Japan, one of the world's last major holdouts during the pandemic, is dissolving its COVID-19 restrictions and opening the door back up to mass tourism.
Beloved for its unique mix of vibrant urban culture and natural beauty, the country is lifting its tight regulations on foreign tourists, according to a tweet Thursday from Taro Kono, Japan's minister of digital affairs.
"Finally, Japan will reopen the border," the tweet said. "Visa waiver is back, no daily limit and free individual visits."
The new policies start on Oct. 11.
"We will lift the ceiling of the number of entrants into Japan, lift the ban on individual travel and lift the ban over visa-less travel," Prime Minister Fumio Kishida said Thursday at a news conference in New York City, where he was attending the UN General Assembly meeting.
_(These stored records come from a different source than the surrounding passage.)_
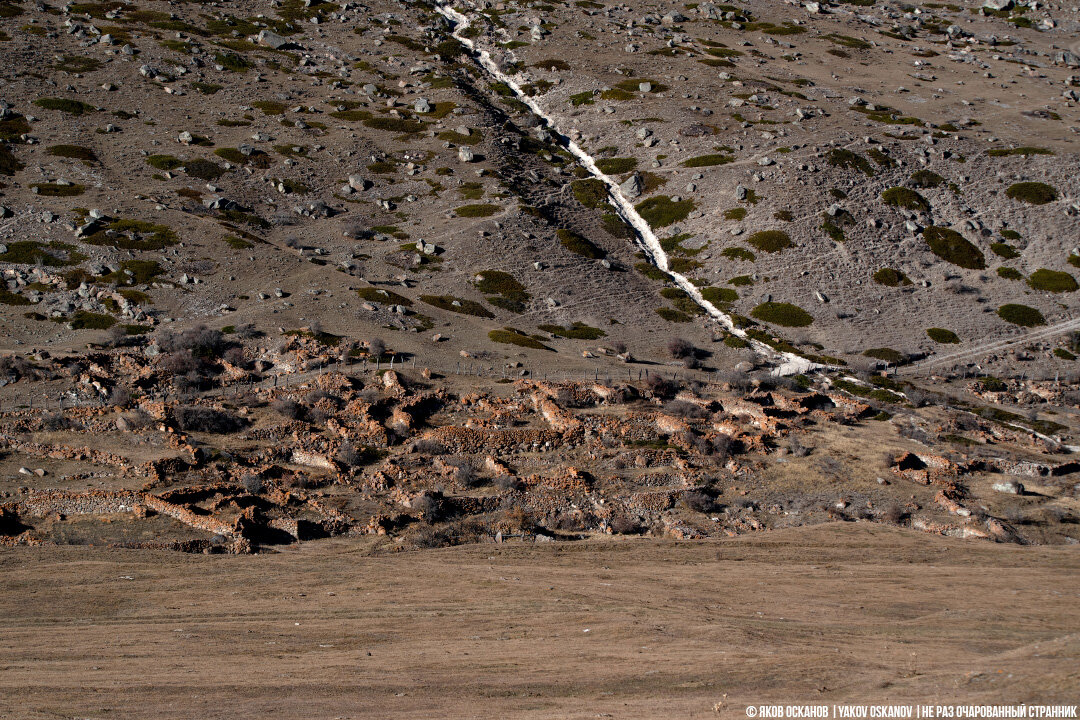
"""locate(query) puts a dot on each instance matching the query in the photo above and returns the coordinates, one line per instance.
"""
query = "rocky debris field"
(536, 271)
(305, 449)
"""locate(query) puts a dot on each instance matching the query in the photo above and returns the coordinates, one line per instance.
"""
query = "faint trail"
(790, 364)
(994, 345)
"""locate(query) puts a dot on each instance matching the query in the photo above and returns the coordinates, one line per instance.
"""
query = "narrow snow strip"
(790, 364)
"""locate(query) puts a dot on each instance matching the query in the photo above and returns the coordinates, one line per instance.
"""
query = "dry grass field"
(623, 628)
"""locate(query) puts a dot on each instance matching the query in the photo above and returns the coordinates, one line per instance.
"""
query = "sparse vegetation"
(906, 199)
(782, 313)
(451, 303)
(849, 160)
(579, 245)
(576, 331)
(1052, 281)
(512, 337)
(1034, 193)
(891, 277)
(1023, 315)
(953, 247)
(661, 211)
(943, 336)
(770, 241)
(480, 209)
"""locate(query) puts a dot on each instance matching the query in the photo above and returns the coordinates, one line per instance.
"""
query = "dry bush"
(120, 397)
(661, 388)
(428, 446)
(252, 484)
(894, 515)
(624, 526)
(179, 363)
(697, 501)
(206, 420)
(678, 348)
(796, 448)
(508, 484)
(429, 505)
(200, 341)
(288, 408)
(686, 410)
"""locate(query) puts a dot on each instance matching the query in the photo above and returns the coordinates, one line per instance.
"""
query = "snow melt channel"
(790, 364)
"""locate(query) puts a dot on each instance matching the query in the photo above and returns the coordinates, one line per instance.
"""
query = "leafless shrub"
(206, 420)
(624, 526)
(429, 505)
(686, 410)
(661, 388)
(894, 515)
(179, 362)
(507, 484)
(120, 396)
(678, 348)
(720, 446)
(235, 355)
(697, 501)
(252, 484)
(246, 331)
(56, 421)
(288, 408)
(737, 379)
(796, 448)
(137, 419)
(428, 446)
(15, 367)
(200, 341)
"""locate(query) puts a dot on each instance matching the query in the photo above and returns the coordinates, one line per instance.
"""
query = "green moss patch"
(1004, 250)
(926, 179)
(782, 313)
(1003, 152)
(891, 277)
(739, 254)
(1052, 281)
(54, 254)
(204, 170)
(719, 296)
(1034, 193)
(512, 337)
(73, 152)
(64, 105)
(616, 165)
(577, 331)
(57, 190)
(134, 235)
(590, 192)
(953, 247)
(770, 241)
(461, 306)
(707, 161)
(849, 160)
(662, 211)
(905, 198)
(943, 336)
(1022, 315)
(579, 245)
(383, 296)
(480, 209)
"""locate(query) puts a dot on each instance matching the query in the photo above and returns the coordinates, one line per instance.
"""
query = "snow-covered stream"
(790, 364)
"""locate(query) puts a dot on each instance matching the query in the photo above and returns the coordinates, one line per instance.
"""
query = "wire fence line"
(54, 402)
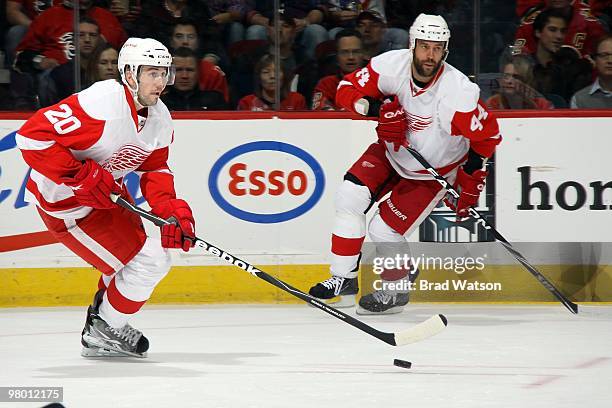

Elaborating on the lifting of restrictions, Kishida said that "on the same day, we plan to launch a campaign to offer domestic travel discounts and event discounts to residents of Japan and hope that many citizens will take advantage of the offer to support the hotel, travel and entertainment sectors that have suffered enormous blows during the pandemic."
The move marks a significant policy shift after nearly 2 1/2 years of strict COVID restrictions on who could enter the country and under what circumstances.
Those restrictions have included caps on the daily number of arrivals allowed, tight testing rules for the coronavirus, and requirements to join tour groups to visit.